Justin Urquhart Stewart, of Seven Investment Management:
“We are in for a slow, grinding recovery over a matter of years - prices will not suddenly bounce back. Supply and demand are both falling, and with agents selling only one property a week we have a false view of the housing market. It is a bit like a bag of Maltesers. There are lots of areas, each with their own tiny bubbles inside, that could independently go off at any time. We have a false view of the market because we cannot see what is happening in each of these tiny bubbles.”

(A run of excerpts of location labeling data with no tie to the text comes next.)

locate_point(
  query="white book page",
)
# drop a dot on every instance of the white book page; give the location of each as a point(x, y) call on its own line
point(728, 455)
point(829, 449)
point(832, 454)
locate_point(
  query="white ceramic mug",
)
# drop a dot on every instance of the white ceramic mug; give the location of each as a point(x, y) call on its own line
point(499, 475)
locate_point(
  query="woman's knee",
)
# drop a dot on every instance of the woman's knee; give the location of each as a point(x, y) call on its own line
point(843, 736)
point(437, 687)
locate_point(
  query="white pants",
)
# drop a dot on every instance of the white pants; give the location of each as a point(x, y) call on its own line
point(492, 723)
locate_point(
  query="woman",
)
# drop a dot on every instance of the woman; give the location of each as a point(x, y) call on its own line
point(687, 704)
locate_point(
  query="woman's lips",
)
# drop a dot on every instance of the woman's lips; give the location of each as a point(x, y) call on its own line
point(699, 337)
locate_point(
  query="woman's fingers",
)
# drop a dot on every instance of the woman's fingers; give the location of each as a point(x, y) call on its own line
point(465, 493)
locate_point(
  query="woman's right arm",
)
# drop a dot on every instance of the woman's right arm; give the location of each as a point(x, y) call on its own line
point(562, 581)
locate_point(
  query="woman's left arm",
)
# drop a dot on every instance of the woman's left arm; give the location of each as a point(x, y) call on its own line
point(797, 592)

Liam Bailey, head of residential research at Knight Frank:
“Even with the Government saying that it will try to encourage the mortgage market, I can't see house prices falling by anything less than 30 per cent. There will not be a recovery until 2010 at the earliest. If we can increase the number of sales, that would be a boost, but I don't see sales volumes recovering until spring next year. In many parts of the country, prices will have fallen by up to 30 per cent already, so next year buyers will feel more confident that they could be buying at the bottom, and banks could also be more inclined to lend because they will not be lending on an asset that still has 10 or 20 per cent left to fall.”

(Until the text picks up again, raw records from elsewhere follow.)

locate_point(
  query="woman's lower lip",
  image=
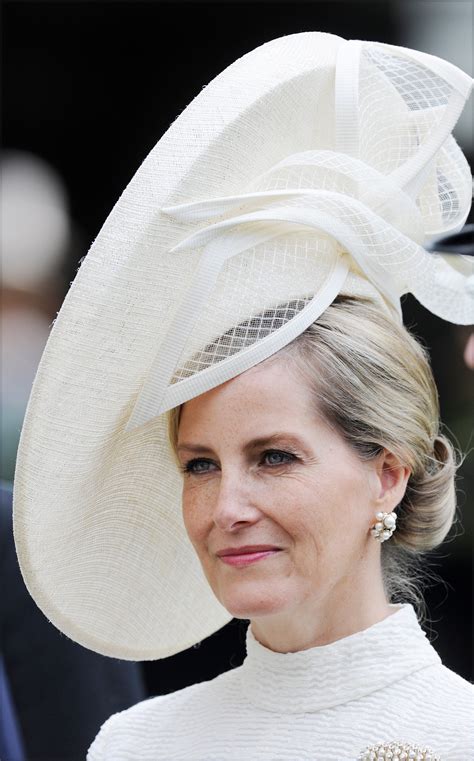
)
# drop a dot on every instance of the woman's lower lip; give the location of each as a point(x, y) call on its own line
point(250, 557)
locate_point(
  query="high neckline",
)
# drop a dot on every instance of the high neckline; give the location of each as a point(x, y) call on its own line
point(327, 675)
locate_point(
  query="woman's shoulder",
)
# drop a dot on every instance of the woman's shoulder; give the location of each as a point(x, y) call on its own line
point(161, 715)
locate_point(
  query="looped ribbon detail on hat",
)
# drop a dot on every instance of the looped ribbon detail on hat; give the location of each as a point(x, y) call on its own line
point(373, 218)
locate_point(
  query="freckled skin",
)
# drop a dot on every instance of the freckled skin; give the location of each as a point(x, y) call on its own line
point(326, 581)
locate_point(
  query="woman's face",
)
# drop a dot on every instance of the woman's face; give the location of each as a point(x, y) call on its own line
point(263, 469)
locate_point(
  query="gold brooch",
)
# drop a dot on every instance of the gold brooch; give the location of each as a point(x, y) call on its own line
point(397, 751)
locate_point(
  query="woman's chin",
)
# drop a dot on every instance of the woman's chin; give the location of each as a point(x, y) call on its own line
point(252, 605)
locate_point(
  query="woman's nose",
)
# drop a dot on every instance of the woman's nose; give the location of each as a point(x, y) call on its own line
point(234, 504)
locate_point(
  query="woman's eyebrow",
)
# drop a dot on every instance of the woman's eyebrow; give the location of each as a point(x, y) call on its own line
point(261, 441)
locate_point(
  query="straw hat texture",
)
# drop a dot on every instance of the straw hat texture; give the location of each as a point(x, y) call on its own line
point(309, 167)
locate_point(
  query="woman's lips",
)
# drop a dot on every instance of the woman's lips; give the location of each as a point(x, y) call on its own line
point(247, 558)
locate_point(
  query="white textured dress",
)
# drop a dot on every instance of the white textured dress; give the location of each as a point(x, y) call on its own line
point(329, 703)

Jonathan Cornell, Hamptons International Mortgages director:
“The £37 billion government bailout will improve the mortgage market, but anyone expecting a silver bullet will be disappointed. It will take several weeks to bring out better rates - lenders are still in a state of confusion. The Government will want more support for first-time buyers, so we will start to see the re-emergence of 90 and 95 per cent deals. Even lenders that have not been nationalised will benefit from the increased liquidity in the market.”
Ray Boulger, senior technical adviser at John Charcol:
“The Government's commitment to bring back lending to 2007 levels has not been thought through. Nationwide and Lloyds TSB were the main banks still offering high loan-to-value (LTV) mortgages. On Tuesday, Nationwide cut its LTVs to 85 per cent, leaving LloydsTSB to mop up that market. The fallout will prove too much, and it will have to withdraw these deals too.”
Yolande Barnes, head of research at Savills:
“Even if it's in 20 years, the market will boom again. It depends on the feel-good factor, which is anyone's call. We still have not had the full impact of rising repossessions on prices but there is now a question mark over whether we will see this, because with the Government running the banks it might want to handle arrears cases differently. Once prices have fallen by 25 per cent they could bounce around the bottom for a few years, which is what happened between 1992 and 1995. Rental yields are an indication of fair value, and they are almost there already.”